Publié le 17/01/2024 par Quentin Moyon / Catégorie: Critique

Star des festivals (après son triomphe dans la catégorie Encounters à Berlin, il fera partie de la line-up du TIFF à Toronto, du Film Fest de Gent et du Festival de Films de New York), le quatrième film de Bas Devos, Here s’ouvre sur une succession de plans fixes de bâtiments en construction, vides de toute présence humaine, et desquels pourtant, émane des tintements métalliques, des bruits sourds de forage.

Here de Bas Devos

Des chantiers fantômes qui, à la veille des premiers départs en vacances estivales, habillent les moindres recoins de Bruxelles. Déjà présente dans les films Hellhole (2016) et Ghost Tropic (2019) de Bas Devos, la Washington d’Europe reprend de nouveau du service dans Here, pour servir cette fois de décors aux déambulations piétonnes de Stefan (Stefan Gota), un ouvrier roumain qui tâche de vider son frigo avant le retour au pays pour l’été (et peut-être plus, il laisse planer le doute sur son futur) en distribuant de la soupe à ses proches. Un prétexte pour de longues balades qui le guideront jusqu’à Shuxiu (Liyo Gong), une chercheuse sino-belge spécialisée en bryologie et qui à l’occasion donne aussi un coup de main à sa tante derrière les fourneaux de son restaurant. Mais ce qui se passe dans le futur n’a pas de prise ici. Here est un film qui se conjugue au présent, dans le maintenant dans le “ici” : une manière d’être au monde. 

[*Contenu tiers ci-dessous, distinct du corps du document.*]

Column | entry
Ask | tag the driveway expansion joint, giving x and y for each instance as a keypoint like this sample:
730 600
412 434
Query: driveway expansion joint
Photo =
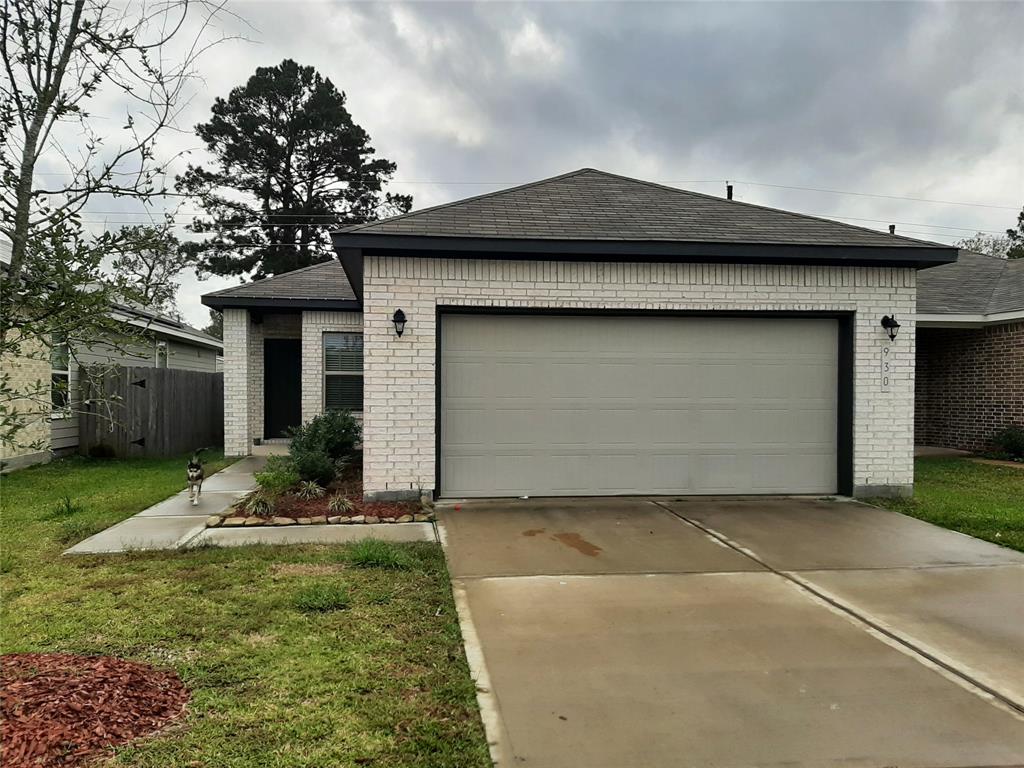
905 644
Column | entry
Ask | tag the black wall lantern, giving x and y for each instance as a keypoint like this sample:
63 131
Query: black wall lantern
399 322
889 324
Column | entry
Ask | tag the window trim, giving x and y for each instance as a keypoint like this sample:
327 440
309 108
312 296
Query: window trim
325 373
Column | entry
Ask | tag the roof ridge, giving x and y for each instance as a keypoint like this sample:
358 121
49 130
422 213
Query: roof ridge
1004 268
274 276
760 207
496 193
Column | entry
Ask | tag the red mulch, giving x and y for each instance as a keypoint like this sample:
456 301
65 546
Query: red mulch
349 485
60 709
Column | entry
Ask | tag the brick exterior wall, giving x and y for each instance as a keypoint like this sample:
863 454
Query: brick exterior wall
32 442
244 367
399 396
238 339
970 384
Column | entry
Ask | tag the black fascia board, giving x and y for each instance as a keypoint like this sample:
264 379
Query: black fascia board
269 303
604 250
351 262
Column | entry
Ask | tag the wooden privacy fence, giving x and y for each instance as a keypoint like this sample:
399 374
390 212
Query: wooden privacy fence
156 412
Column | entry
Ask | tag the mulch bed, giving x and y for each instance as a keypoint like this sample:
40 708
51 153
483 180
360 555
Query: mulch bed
61 710
349 485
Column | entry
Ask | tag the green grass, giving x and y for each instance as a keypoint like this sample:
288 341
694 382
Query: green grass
322 597
375 676
979 500
373 553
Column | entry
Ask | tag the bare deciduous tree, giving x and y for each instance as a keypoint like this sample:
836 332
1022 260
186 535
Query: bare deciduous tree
60 57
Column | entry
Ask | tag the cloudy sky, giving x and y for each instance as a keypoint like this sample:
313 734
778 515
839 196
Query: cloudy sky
904 99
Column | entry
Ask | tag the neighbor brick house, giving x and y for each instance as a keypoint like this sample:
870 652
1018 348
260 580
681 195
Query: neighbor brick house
592 334
970 351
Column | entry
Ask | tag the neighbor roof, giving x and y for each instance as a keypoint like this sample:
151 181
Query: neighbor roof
975 285
591 205
322 285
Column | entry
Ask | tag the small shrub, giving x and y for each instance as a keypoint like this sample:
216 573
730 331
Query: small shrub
66 508
310 489
1010 441
373 553
335 433
279 476
313 465
259 503
321 598
340 505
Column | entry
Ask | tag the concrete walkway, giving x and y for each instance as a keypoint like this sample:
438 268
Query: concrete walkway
173 522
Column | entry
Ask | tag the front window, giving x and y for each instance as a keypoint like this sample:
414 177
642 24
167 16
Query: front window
343 372
59 375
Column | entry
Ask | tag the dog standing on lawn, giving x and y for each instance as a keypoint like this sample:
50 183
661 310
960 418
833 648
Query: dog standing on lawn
195 474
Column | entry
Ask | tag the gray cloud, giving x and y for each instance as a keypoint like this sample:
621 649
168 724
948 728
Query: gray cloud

Le renversement du “r” dans le titre du film, lorsque ce dernier apparaît sur l’écran, n’est d’ailleurs pas anodin. Rappelant, tour à tour, le terme “Ereh” qui en Hébreux signifie “né dans le pays”, il questionne la notion d’identité, la capacité à se sentir chez soi dans un pays étranger. Un sentiment que peut ressentir Stefan et dans une moindre mesure Shuxiu. Tout en insistant sur le fait que “Home is where I am” pour reprendre le titre du musicien électronique Superpoze.

Car Here c’est dans le même temps, un rapport à la vie. Stefan, lui, est en mouvement, ne sachant pas ce qu’il fera le lendemain, et où le mèneront les rencontres qu’il fait. Il marche, appose son rythme sur la vie et sur le déroulé du film qui prend son temps insistant sur la multiplication de plans fixes. Quelques travellings viennent malgré tout marquer l’évolution du personnage, sa mise en route, lui qui est bien souvent dans l’observation. Le film de Bas Devos est à ce titre, une œuvre picturale et esthétique qui met à l’honneur la composition des plans. Chaque plan se fait peinture et le reflet d’une ville de Bruxelles hors des sentiers battus, loin de l’agitation du monde. L’occasion pour le cinéaste de renouveler son amour pour les personnages peu représentés qui évoluent aussi dans des recoins peu médiatisés de la capitale européenne. Comme dans son précédent film, ce n’est pas la destination qui compte, mais bien le parcours nimbé de rapports humains.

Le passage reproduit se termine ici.